Monday, April 8, 2013


In the late 1940s, Judith Malina and her late husband Julian Beck founded the Living Theatre. The influential, avant garde company toured the world, put nudity on the stage and advocated for world peace. Malina herself was arrested in more than 12 different countries, including Sweden. Malina and her husband, the director and actor Hanon Reznikov, set up a new theater on the Lower East Side in 2007. Hanon died in 2008. After some great theater projects and serious financial problems, the new theater closed in 2013.

There has always been an avant garde, there has always been a bohemia. I don’t think 20 years pass, whether it is Athens, Vienna or Paris, various places where there hasn’t been a hot place. I don’t think there is a big city in the world that hasn’t always had a bohemia. We are everywhere, we are eternal and infinite. As long as there are human beings, there will be someone finding where the next step is. The people who are curious about that represent the avant garde.
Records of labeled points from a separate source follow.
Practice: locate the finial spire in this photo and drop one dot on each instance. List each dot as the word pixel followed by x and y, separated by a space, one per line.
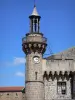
pixel 34 3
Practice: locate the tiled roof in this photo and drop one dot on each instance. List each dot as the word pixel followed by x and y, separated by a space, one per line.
pixel 11 89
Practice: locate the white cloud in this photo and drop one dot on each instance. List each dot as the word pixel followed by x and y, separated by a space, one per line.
pixel 16 62
pixel 20 74
pixel 19 60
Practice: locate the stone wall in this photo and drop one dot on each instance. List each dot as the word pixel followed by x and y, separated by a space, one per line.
pixel 50 88
pixel 12 96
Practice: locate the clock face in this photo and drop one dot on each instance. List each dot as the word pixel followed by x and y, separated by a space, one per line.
pixel 36 59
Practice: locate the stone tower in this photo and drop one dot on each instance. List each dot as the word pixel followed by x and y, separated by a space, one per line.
pixel 34 46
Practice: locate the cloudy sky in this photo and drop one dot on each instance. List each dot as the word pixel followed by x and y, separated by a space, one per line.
pixel 57 24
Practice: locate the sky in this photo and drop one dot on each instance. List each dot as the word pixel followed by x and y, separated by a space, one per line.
pixel 57 24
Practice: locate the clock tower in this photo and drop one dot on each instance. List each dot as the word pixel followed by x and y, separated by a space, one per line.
pixel 34 46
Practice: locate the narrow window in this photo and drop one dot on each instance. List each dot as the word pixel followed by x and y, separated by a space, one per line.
pixel 35 75
pixel 61 88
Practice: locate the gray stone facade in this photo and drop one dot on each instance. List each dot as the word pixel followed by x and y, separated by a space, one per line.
pixel 50 78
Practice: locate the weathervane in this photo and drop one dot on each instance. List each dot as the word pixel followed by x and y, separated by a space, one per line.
pixel 34 3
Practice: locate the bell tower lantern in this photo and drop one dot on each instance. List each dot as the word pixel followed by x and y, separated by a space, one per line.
pixel 34 21
pixel 34 46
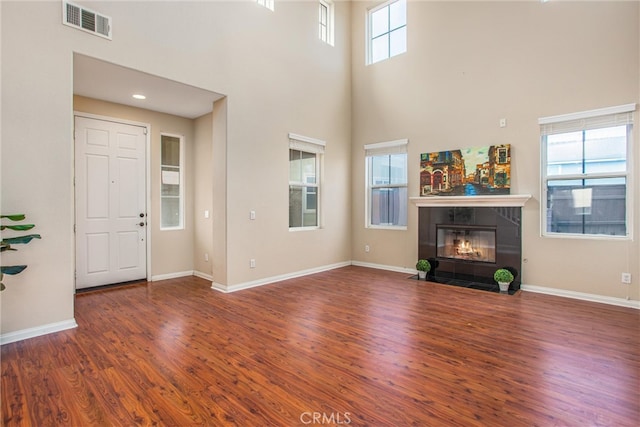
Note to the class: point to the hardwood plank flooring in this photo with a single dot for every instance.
(352, 346)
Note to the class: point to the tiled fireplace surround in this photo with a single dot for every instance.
(464, 215)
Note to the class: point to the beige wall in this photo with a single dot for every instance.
(468, 65)
(203, 194)
(277, 78)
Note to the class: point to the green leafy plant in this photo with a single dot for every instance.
(7, 242)
(503, 275)
(423, 265)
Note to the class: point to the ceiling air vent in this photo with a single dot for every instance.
(86, 20)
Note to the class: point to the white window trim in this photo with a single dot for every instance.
(368, 41)
(269, 4)
(622, 114)
(182, 224)
(317, 147)
(398, 146)
(330, 22)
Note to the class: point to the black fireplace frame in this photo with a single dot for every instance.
(505, 220)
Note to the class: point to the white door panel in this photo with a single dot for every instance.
(110, 199)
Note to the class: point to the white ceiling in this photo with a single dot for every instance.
(102, 80)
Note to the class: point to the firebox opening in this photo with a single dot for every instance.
(466, 242)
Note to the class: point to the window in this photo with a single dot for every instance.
(586, 173)
(172, 177)
(325, 21)
(269, 4)
(304, 181)
(386, 30)
(386, 166)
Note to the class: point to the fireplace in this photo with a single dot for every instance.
(466, 244)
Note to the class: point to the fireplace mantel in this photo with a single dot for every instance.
(512, 200)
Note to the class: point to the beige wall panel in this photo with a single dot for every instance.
(468, 65)
(277, 77)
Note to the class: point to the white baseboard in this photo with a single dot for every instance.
(385, 267)
(581, 296)
(175, 275)
(37, 331)
(202, 275)
(260, 282)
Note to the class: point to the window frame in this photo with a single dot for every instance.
(268, 4)
(369, 30)
(379, 149)
(329, 26)
(602, 118)
(317, 148)
(181, 189)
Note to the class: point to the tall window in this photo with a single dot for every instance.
(586, 172)
(172, 178)
(386, 30)
(304, 181)
(386, 166)
(325, 21)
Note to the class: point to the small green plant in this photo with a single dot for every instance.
(423, 265)
(5, 244)
(503, 275)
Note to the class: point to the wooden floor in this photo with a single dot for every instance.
(352, 346)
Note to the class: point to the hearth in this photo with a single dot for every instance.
(467, 244)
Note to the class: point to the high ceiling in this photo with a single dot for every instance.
(102, 80)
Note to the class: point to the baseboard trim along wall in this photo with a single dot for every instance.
(37, 331)
(582, 296)
(175, 275)
(267, 280)
(412, 271)
(202, 275)
(532, 288)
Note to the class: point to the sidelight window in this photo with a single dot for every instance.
(172, 182)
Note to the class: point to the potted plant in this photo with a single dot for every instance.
(7, 242)
(504, 278)
(423, 268)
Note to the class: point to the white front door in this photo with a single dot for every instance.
(111, 211)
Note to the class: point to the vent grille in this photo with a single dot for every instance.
(86, 20)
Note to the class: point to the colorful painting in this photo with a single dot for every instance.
(470, 172)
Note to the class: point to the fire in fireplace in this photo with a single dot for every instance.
(465, 242)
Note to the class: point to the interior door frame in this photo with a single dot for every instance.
(147, 189)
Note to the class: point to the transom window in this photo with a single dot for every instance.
(386, 192)
(585, 173)
(387, 30)
(304, 181)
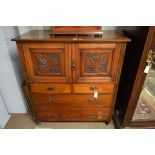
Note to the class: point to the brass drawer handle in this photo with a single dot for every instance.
(51, 100)
(93, 100)
(91, 114)
(73, 66)
(93, 88)
(50, 88)
(54, 114)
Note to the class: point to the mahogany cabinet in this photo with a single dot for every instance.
(135, 101)
(71, 78)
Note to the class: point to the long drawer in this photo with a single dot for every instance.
(73, 114)
(72, 100)
(50, 88)
(89, 88)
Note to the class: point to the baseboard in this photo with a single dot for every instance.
(5, 121)
(116, 121)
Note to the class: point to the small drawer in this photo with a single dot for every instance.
(72, 100)
(74, 114)
(89, 88)
(51, 88)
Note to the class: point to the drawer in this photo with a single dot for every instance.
(88, 88)
(86, 100)
(73, 114)
(50, 88)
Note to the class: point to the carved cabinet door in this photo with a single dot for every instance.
(47, 62)
(95, 62)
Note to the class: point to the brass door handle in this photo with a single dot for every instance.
(93, 100)
(73, 66)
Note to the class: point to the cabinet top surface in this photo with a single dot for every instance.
(44, 36)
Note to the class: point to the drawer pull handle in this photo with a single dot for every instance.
(91, 114)
(95, 91)
(50, 88)
(93, 100)
(93, 88)
(54, 114)
(73, 66)
(51, 100)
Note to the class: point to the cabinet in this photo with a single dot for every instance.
(63, 73)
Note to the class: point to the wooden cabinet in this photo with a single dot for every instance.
(63, 73)
(47, 62)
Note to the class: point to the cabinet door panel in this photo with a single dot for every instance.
(95, 62)
(47, 62)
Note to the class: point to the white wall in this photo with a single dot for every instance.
(4, 116)
(24, 29)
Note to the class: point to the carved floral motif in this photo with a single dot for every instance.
(48, 63)
(96, 63)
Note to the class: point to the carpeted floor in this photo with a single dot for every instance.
(24, 121)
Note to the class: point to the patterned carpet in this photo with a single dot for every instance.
(24, 121)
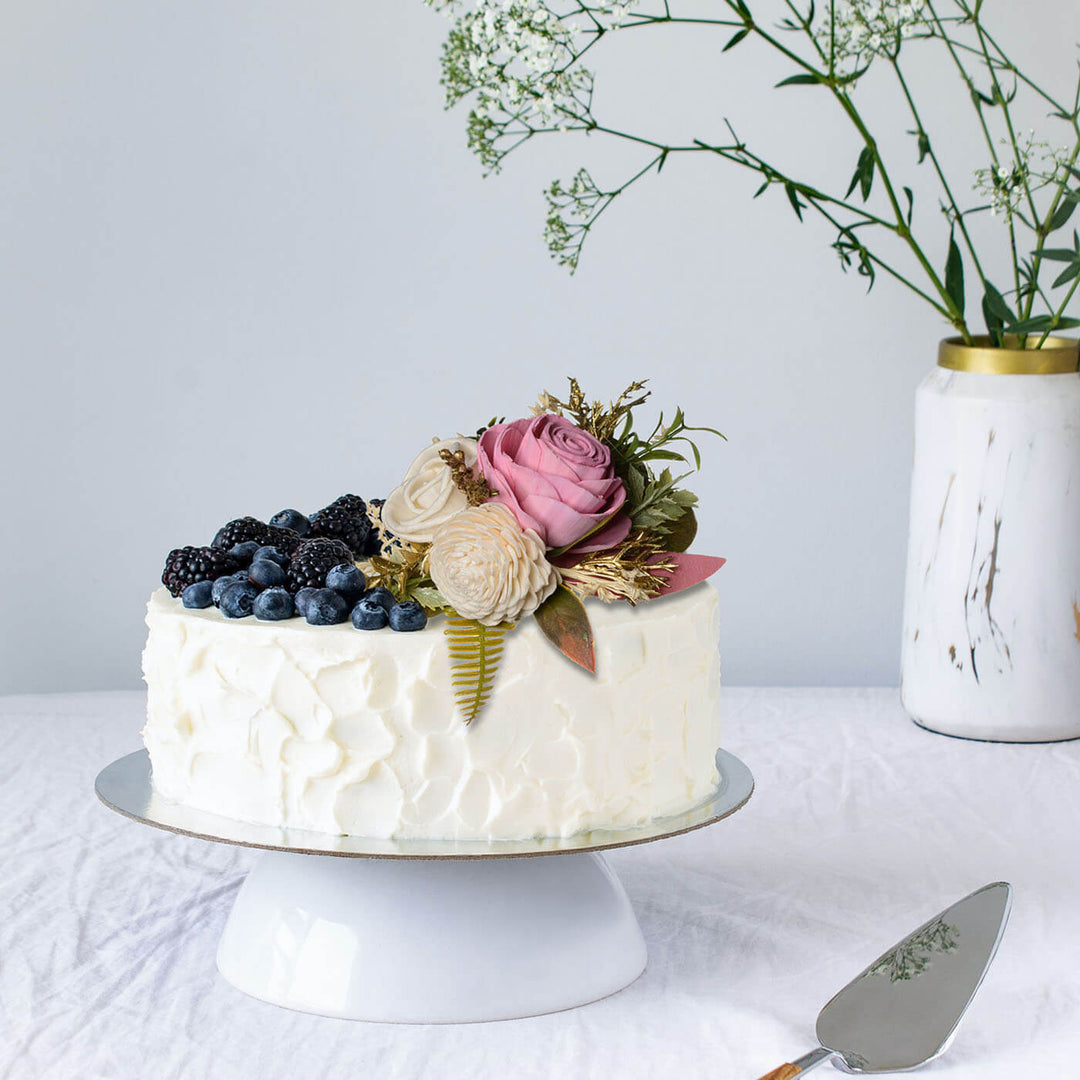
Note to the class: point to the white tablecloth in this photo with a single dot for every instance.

The people who are curious about how to live in the world and not be prisoners. of its customs are the bohemians. We’ve always been around.

The 1940s and ‘50s was a germination period. What was about to happen was the sixties. In the 1950s, we were consciously interested in being an artistic community. This is missing for me today. There are a lot of great things happening in New York, but there isn’t a conscious artistic community. Artists were interested in each others’ work, respectful of each others’ work. The solidarity was strong because we were all concerned with peace. We were interested in each others’ activities, whether it was different disciplines, Gestalt therapy, spiritual movements and physical experimentations of the body, or various kinds of sexual arrangements.
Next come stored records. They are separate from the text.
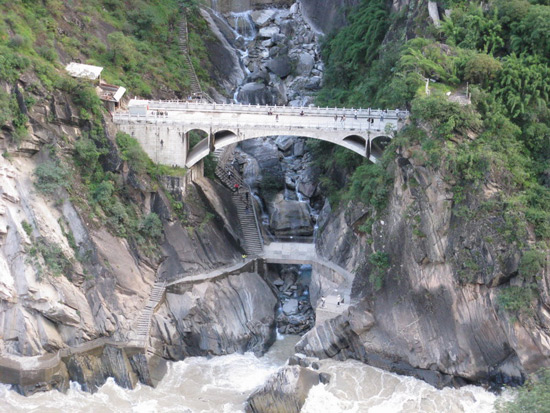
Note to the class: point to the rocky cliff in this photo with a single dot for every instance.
(72, 287)
(433, 310)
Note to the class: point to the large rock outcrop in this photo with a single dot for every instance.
(436, 314)
(233, 314)
(327, 15)
(286, 391)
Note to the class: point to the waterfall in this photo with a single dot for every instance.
(243, 25)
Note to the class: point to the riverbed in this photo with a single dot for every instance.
(222, 384)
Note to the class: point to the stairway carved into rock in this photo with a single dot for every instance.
(244, 203)
(143, 323)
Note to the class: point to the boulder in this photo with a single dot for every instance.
(262, 17)
(313, 83)
(258, 94)
(289, 217)
(304, 64)
(285, 391)
(281, 66)
(290, 307)
(299, 148)
(268, 32)
(284, 143)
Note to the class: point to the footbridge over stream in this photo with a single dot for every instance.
(162, 127)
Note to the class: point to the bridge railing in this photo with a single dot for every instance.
(349, 125)
(185, 105)
(302, 239)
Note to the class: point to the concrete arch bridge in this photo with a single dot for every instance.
(162, 127)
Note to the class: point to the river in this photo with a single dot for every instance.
(222, 384)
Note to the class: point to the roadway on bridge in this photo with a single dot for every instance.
(231, 116)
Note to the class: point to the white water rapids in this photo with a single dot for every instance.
(222, 384)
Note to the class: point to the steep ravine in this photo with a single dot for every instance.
(89, 308)
(426, 320)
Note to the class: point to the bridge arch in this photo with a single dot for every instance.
(225, 137)
(162, 127)
(357, 141)
(377, 146)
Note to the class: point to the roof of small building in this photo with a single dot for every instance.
(111, 93)
(83, 71)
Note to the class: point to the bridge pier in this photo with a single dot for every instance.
(211, 141)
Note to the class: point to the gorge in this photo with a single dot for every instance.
(113, 266)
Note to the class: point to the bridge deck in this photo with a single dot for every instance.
(162, 127)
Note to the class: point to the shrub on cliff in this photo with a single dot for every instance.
(534, 397)
(50, 177)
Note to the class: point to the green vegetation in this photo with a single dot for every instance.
(380, 262)
(534, 397)
(136, 43)
(519, 299)
(51, 176)
(501, 51)
(53, 258)
(27, 227)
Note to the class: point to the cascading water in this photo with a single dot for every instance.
(243, 25)
(200, 384)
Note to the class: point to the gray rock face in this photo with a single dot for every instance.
(327, 15)
(433, 317)
(258, 94)
(233, 314)
(304, 64)
(281, 66)
(285, 391)
(289, 217)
The ‘40s and ‘50s was a time of breaking limits, opening up, finding your anarchistic, libertarian, open ways of doing anything--art, life, politics.

I’ve run out of money everyday of my life. We always struggled financially. Money gets in the way. I try to raise enough money to keep the theater going. We were always interested in how far we could advance the ideas that could lead to the beautiful, nonviolent revolution. Nothing else interested us.

The theaters became dependent on funding and they took it away. The reason the Living Theatre has survived for 50 years was we never had any funding, so they could never take it away from us. Sometimes I do some movies, solely to support the Living Theatre. Sometimes I do things I love, like “Enemies: A Love Story” or “Dog Day Afternoon.” Sometimes I do an homage to stupidity like “The Addams Family.” I supported the Living Theatre on that for three years. It’s worth it.

What I am searching for is the next thing. I am waiting for you to tell me what are the new styles of dance, painting and Theatre, the new kinds of poetry. I’m waiting for the beautiful, nonviolent anarchist revolution. I’m having trouble gathering critical mass.